If this doesn't fix your problem then you're better off sending it out for refurb rather than risk damage (still worth the time to try... might get lucky )


----------



## SwissJetPilot (Apr 27, 2014)

While this is covered in the Workshop Manuals, Ian has this YouTube video on how to remove the dash pod. The post below also includes a few links to UK shops that can repair the dash pod -








FAQ - Instrument Cluster Dash Pod (J285) Failure


01317 - Instrument Cluster (J285): No Communications Possible Causes CAN-Databus Wiring/Connectors from/to Instrument Cluster (J285) faulty Fault(s) stored in Instrument Cluster (J285) Possible Solutions Check CAN-Databus Wiring/Connectors from/to Instrument Cluster (J285) Check Measuring Value...




www.ttforum.co.uk


----------



## Steviejones133 (Aug 18, 2021)

Thanks for the videos guys, getting cluster out looks easy enough - separating the two parts of the casing looked a bit fiddly, maybe if I used some wedges of thin plastic once each locking tab had been released to keep them released it might be a bit easier, but once he’s in, it looks like the only thing holding the two boards together is just the white rectangular ~32 pin connector blocks??

I guess if I do have a crack at it and do find oxidised pins etc, it’d be best to use some contact cleaner on a q-tip or the like rather than spraying?

Now……safety first whilst I’m using the car like it is now. Obviously it’s lit up like a Christmas tree with various fault lights on, however a full scan doesn’t bring up any ABS warnings etc so ……..is the car still safe to drive in this state???


----------



## Steviejones133 (Aug 18, 2021)

Well, strange things today……got in the car this afternoon and started her up, everything back to normal - instrument cluster with no warning lights lit up and no “DEF” message where the trip odometer should be…..weird?

I had several small journeys to make, and I did three or four start/stop/lock trips and each time the dash was normal. On my last one home, reverted to the xmas illuminations and the DEF message. That’s how I’ve parked up for the evening. No issues whilst driving earlier.

If this “DEF” message is “defective”, I’m wondering how it can go from being defective one minute, then being non-defective and back to being defective!!!

If it was a corrupted ROM, then surely there’s no way it would un-corrupt itself and go back to normal and back to corrupted. I’ve not done any coding to the cluster so it’s stock OEM so I’m a bit baffled………


----------



## Radar (Dec 30, 2021)

Corroded/bad connectors can cause intermittent issues which is what you appear to have, maybe? I'd suggest following the steps the other recommended. Reseat connectors/look for corrosion, etc.


----------



## Wormrider (6 mo ago)

Electrical gremlins are only going to get worse with EVs. Cleaning the corroded connectors and possibly using some dielectric grease to maintain good connections is probably the best way forward. Fingers crossed.
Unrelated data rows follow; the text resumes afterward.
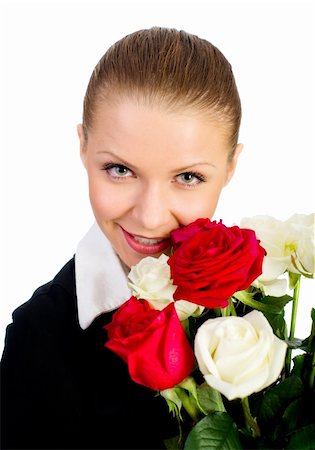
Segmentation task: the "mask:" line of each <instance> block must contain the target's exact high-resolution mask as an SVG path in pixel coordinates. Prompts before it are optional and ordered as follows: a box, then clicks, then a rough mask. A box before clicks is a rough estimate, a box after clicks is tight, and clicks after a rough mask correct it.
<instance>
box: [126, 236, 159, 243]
mask: <svg viewBox="0 0 315 450" xmlns="http://www.w3.org/2000/svg"><path fill="white" fill-rule="evenodd" d="M133 238H134V240H135V241H137V242H140V243H141V244H147V245H150V244H151V245H152V244H158V243H159V242H162V241H163V239H147V238H142V237H139V236H133Z"/></svg>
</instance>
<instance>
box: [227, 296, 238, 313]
mask: <svg viewBox="0 0 315 450" xmlns="http://www.w3.org/2000/svg"><path fill="white" fill-rule="evenodd" d="M229 303H230V310H231V314H232V316H235V317H237V314H236V311H235V306H234V303H233V299H232V297H230V300H229Z"/></svg>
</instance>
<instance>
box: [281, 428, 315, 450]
mask: <svg viewBox="0 0 315 450" xmlns="http://www.w3.org/2000/svg"><path fill="white" fill-rule="evenodd" d="M314 448H315V425H313V424H312V425H308V426H306V427H303V428H300V429H299V430H297V431H296V432H295V433H293V434H292V435H291V439H290V442H289V444H288V446H287V447H286V449H287V450H301V449H303V450H314Z"/></svg>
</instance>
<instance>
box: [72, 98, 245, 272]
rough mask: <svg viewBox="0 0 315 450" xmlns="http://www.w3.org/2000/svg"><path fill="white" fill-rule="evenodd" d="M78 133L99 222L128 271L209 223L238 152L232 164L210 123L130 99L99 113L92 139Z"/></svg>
mask: <svg viewBox="0 0 315 450" xmlns="http://www.w3.org/2000/svg"><path fill="white" fill-rule="evenodd" d="M207 119H208V120H207ZM78 133H79V137H80V144H81V157H82V160H83V163H84V165H85V167H86V170H87V173H88V179H89V192H90V200H91V205H92V208H93V212H94V215H95V218H96V221H97V223H98V225H99V226H100V228H101V229H102V231H103V232H104V233H105V235H106V236H107V237H108V239H109V240H110V241H111V243H112V245H113V247H114V248H115V250H116V252H117V254H118V255H119V257H120V258H121V260H122V261H123V262H124V263H125V264H126V265H127V266H129V267H131V266H132V265H134V264H136V263H137V262H139V261H140V260H141V259H142V258H144V257H146V256H148V255H152V256H159V255H160V254H161V253H167V252H168V251H169V246H170V241H169V237H170V233H171V231H172V230H174V229H175V228H178V227H180V226H183V225H187V224H188V223H190V222H192V221H194V220H195V219H197V218H201V217H203V218H205V217H208V218H212V216H213V213H214V211H215V208H216V205H217V202H218V199H219V196H220V193H221V190H222V188H223V187H224V185H225V184H226V183H227V182H228V181H229V179H230V178H231V176H232V174H233V172H234V168H235V165H236V159H237V155H238V153H239V151H240V148H241V146H238V148H237V151H236V154H235V158H234V160H233V161H228V151H229V148H228V143H227V138H226V135H225V133H224V131H223V130H222V129H220V128H219V127H217V126H216V124H215V123H214V122H212V123H211V122H209V118H207V117H205V116H202V115H200V114H199V115H197V114H192V113H191V112H190V113H189V112H188V111H186V110H183V111H181V112H169V111H166V110H163V109H162V108H161V107H152V106H149V105H143V104H141V103H139V102H136V101H132V100H128V99H125V100H124V101H121V102H120V103H119V104H115V105H114V106H113V104H111V105H106V104H103V105H102V106H100V107H99V109H98V110H97V114H96V116H95V120H94V124H93V128H92V129H91V130H89V132H88V139H87V141H85V139H84V135H83V129H82V126H81V125H79V127H78Z"/></svg>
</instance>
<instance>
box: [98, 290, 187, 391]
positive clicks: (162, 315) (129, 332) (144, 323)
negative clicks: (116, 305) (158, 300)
mask: <svg viewBox="0 0 315 450" xmlns="http://www.w3.org/2000/svg"><path fill="white" fill-rule="evenodd" d="M174 305H175V304H174V303H170V304H169V305H168V306H167V307H166V308H164V309H163V310H162V311H158V310H154V309H152V308H151V306H150V305H149V303H148V302H147V301H146V300H137V299H136V298H135V297H131V298H130V299H129V300H128V301H127V302H126V303H124V304H123V305H122V306H121V307H120V308H119V309H118V311H117V312H116V313H115V314H114V315H113V318H112V322H111V323H110V324H109V325H106V326H105V329H107V330H108V336H109V341H108V342H107V343H106V344H105V346H106V347H108V348H109V349H111V350H112V351H113V352H115V353H117V354H118V355H119V356H120V357H121V358H122V359H123V360H124V361H125V362H126V363H127V364H128V369H129V373H130V377H131V378H132V380H133V381H135V382H136V383H140V384H143V385H144V386H147V387H149V388H151V389H153V390H155V391H158V390H163V389H167V388H171V387H173V386H175V385H176V384H178V383H180V382H181V381H183V379H184V378H186V377H187V376H188V375H189V374H190V373H191V371H192V369H193V365H194V354H193V351H192V348H191V346H190V344H189V342H188V340H187V337H186V335H185V332H184V329H183V327H182V325H181V323H180V320H179V318H178V316H177V313H176V310H175V306H174Z"/></svg>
As an aside, the rpm needle in my MK6 Golf R on day decided to go on a rampage. I car would idle at 4K rpm and went past 8K rpm when driving in any gear. A day later it went back to normal. Been fine for 3 months now. WTF?


----------



## Wolvez (Jun 22, 2018)

Steviejones133 said:


> Well, strange things today……got in the car this afternoon and started her up, everything back to normal - instrument cluster with no warning lights lit up and no “DEF” message where the trip odometer should be…..weird?
> 
> I had several small journeys to make, and I did three or four start/stop/lock trips and each time the dash was normal. On my last one home, reverted to the xmas illuminations and the DEF message. That’s how I’ve parked up for the evening. No issues whilst driving earlier.
> 
> ...


Corrosion can cause intermittent problem like no start, no crank and then without doing anything it would start like there's no problem.

Corrosion can also make module do weird things. Example what Corroded CANBUS wiring can do. Unbelievable how many times I tried before I catch it on video.


----------



## Steviejones133 (Aug 18, 2021)

Well, it’s been a couple of days and whilst I haven’t had Time to remove the cluster to contact clean, the DEF message and Xmas tree warning lights haven’t come back…..will keep an eye on it and remove and clean the cluster if needed.


----------



## Wolvez (Jun 22, 2018)

Steviejones133 said:


> Well, it’s been a couple of days and whilst I haven’t had Time to remove the cluster to contact clean, the DEF message and Xmas tree warning lights haven’t come back…..will keep an eye on it and remove and clean the cluster if needed.


Keep in mind the cluster is also the immobilizer. It's possible to cause a no start. Too much hastle when it fail to start while your away from home.


----------